Nick y Waldron continuaban en su puesto, defendiendo encarnizadamente el arco que habían establecido para devolver la vida a los ciudadanos de Nueva York. La luz les cegaba cada vez que desviaban la vista para inspeccionar su funcionamiento. Lucy había vuelto a encaramarse a la pasarela y, desde su atalaya, avisaba de dónde provenía el peligro. Las dínamos canturreaban su mensaje motriz y los dos amigos seguían luchando codo a codo. Waldron se preguntaba cuándo vendría la policía, atraída por la algarabía de los disparos, para ayudarles. No sabía que los numerarios de esa fuerza no daban abasto con los problemas que tenían su alcance.
Cesó de lucir la luz piloto de uno de los generadores. Unas tras otra se apagaron todas, y los generadores dejaron de funcionar. Las revoluciones de las dínamos perdieron velocidad y el zumbido de sus rotores se convirtió en un lamento agónico. Las ametralladoras que defendían el arco voltaico continuaron sembrando la muerte entre los invasores. Pero la corriente que saltaba entre las dos rebalsas de metal fundido perdió intensidad y empezó a oscilar inestablemente para, finalmente, apagarse.
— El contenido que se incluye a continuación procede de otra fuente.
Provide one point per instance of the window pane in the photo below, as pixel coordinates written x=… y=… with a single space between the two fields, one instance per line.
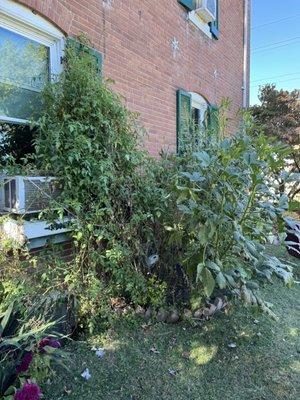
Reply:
x=24 y=70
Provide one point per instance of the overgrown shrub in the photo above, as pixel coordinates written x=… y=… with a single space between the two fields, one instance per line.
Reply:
x=150 y=232
x=25 y=350
x=90 y=142
x=229 y=207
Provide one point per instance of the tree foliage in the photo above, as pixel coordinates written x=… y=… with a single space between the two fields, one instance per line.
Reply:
x=279 y=115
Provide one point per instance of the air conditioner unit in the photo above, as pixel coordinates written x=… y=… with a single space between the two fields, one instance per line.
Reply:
x=206 y=10
x=27 y=194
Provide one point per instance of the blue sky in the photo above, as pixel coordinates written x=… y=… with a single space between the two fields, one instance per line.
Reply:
x=275 y=25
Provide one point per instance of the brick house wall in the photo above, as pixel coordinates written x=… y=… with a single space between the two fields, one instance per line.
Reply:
x=135 y=38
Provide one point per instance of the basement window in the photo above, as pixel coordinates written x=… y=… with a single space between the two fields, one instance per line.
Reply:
x=30 y=56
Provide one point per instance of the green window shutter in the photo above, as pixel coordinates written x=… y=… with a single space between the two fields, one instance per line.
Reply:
x=188 y=4
x=184 y=109
x=214 y=26
x=80 y=47
x=213 y=118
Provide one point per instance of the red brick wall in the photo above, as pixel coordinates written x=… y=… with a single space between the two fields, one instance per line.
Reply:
x=135 y=37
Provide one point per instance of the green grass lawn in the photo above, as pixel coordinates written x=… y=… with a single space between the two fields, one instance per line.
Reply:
x=193 y=363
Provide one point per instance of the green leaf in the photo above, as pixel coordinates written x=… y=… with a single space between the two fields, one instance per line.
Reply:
x=208 y=282
x=6 y=318
x=221 y=280
x=200 y=267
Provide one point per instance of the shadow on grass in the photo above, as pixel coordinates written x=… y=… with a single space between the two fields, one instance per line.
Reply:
x=174 y=362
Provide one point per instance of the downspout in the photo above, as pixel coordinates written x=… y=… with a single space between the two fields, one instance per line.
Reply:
x=246 y=56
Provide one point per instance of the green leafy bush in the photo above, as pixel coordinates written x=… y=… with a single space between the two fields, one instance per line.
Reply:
x=229 y=207
x=91 y=143
x=204 y=215
x=25 y=350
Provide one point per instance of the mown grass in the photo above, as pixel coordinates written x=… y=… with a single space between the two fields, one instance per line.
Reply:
x=193 y=362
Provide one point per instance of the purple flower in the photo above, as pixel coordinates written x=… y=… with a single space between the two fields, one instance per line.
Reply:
x=48 y=342
x=29 y=391
x=25 y=362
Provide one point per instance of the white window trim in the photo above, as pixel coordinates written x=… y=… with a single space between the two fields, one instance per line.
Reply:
x=196 y=20
x=199 y=102
x=23 y=21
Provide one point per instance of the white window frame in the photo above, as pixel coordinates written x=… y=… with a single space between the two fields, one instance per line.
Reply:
x=199 y=102
x=196 y=20
x=21 y=20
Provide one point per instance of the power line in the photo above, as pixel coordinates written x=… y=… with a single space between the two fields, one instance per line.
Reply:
x=274 y=43
x=276 y=21
x=276 y=76
x=276 y=47
x=287 y=80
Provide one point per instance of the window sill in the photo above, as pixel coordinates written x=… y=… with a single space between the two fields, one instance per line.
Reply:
x=205 y=28
x=34 y=234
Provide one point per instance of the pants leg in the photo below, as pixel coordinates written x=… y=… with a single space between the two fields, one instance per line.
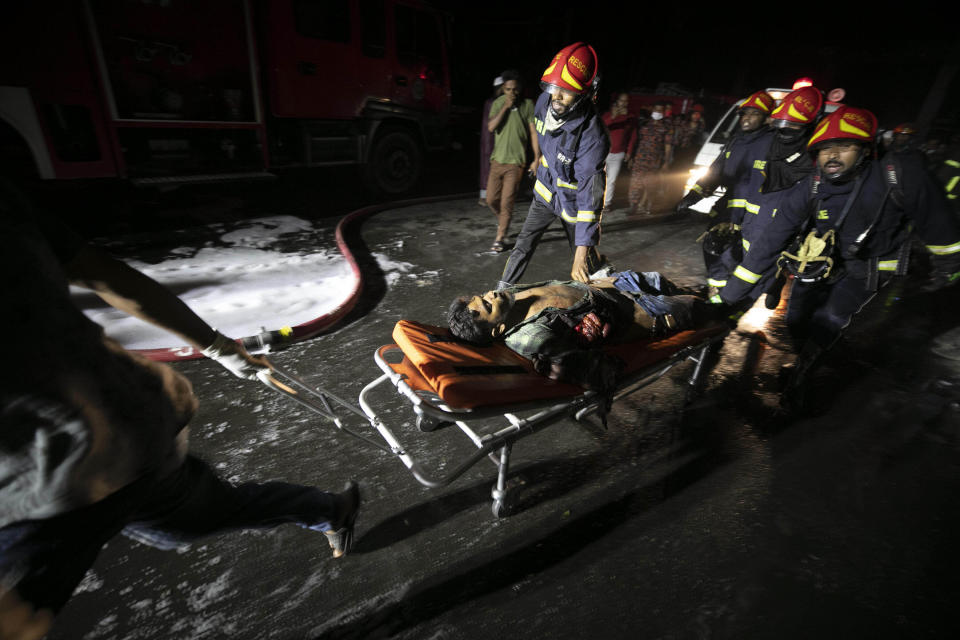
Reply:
x=494 y=187
x=510 y=184
x=613 y=165
x=539 y=217
x=43 y=561
x=193 y=502
x=820 y=312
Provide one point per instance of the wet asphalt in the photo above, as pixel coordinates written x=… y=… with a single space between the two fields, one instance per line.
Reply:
x=716 y=516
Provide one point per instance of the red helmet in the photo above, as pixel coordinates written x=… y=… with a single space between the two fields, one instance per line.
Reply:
x=801 y=106
x=573 y=69
x=761 y=101
x=846 y=123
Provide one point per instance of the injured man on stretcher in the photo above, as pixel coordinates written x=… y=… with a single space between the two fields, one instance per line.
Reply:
x=561 y=325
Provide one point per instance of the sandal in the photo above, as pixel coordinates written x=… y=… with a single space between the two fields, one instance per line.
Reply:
x=341 y=539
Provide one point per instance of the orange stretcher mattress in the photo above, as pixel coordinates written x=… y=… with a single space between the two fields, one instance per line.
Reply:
x=467 y=376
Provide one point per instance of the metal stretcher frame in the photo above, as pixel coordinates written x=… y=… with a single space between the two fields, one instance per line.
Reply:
x=431 y=410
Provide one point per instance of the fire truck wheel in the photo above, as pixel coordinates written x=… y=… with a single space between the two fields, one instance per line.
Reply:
x=395 y=162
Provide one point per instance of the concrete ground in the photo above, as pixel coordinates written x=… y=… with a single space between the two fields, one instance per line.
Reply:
x=718 y=518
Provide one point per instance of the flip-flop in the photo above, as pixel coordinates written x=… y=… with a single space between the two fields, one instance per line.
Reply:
x=341 y=540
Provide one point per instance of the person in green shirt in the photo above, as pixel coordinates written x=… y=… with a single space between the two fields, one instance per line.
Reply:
x=511 y=122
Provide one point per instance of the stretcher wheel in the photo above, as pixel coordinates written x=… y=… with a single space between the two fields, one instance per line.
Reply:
x=499 y=509
x=428 y=424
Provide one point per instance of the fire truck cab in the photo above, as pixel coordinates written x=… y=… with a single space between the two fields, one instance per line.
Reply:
x=173 y=91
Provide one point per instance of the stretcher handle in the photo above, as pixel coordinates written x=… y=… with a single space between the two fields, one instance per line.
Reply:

El arco desapareció e inmediatamente cesaron los ruidos que provenían de la urbe.
—Han cortado el vapor de las calderas —dijo Waldron sin perturbarse—. La ciudad vuelve a quedar paralizada.
Otra oleada de invasores se lanzó a la sala. Esta vez les seguían algunos de sus Dirigentes, que azotaban la retaguardia. Los atacantes, presos del valor de la desesperación, trataban de avanzar aullando. Venían equipados inclusive con armas terrestres.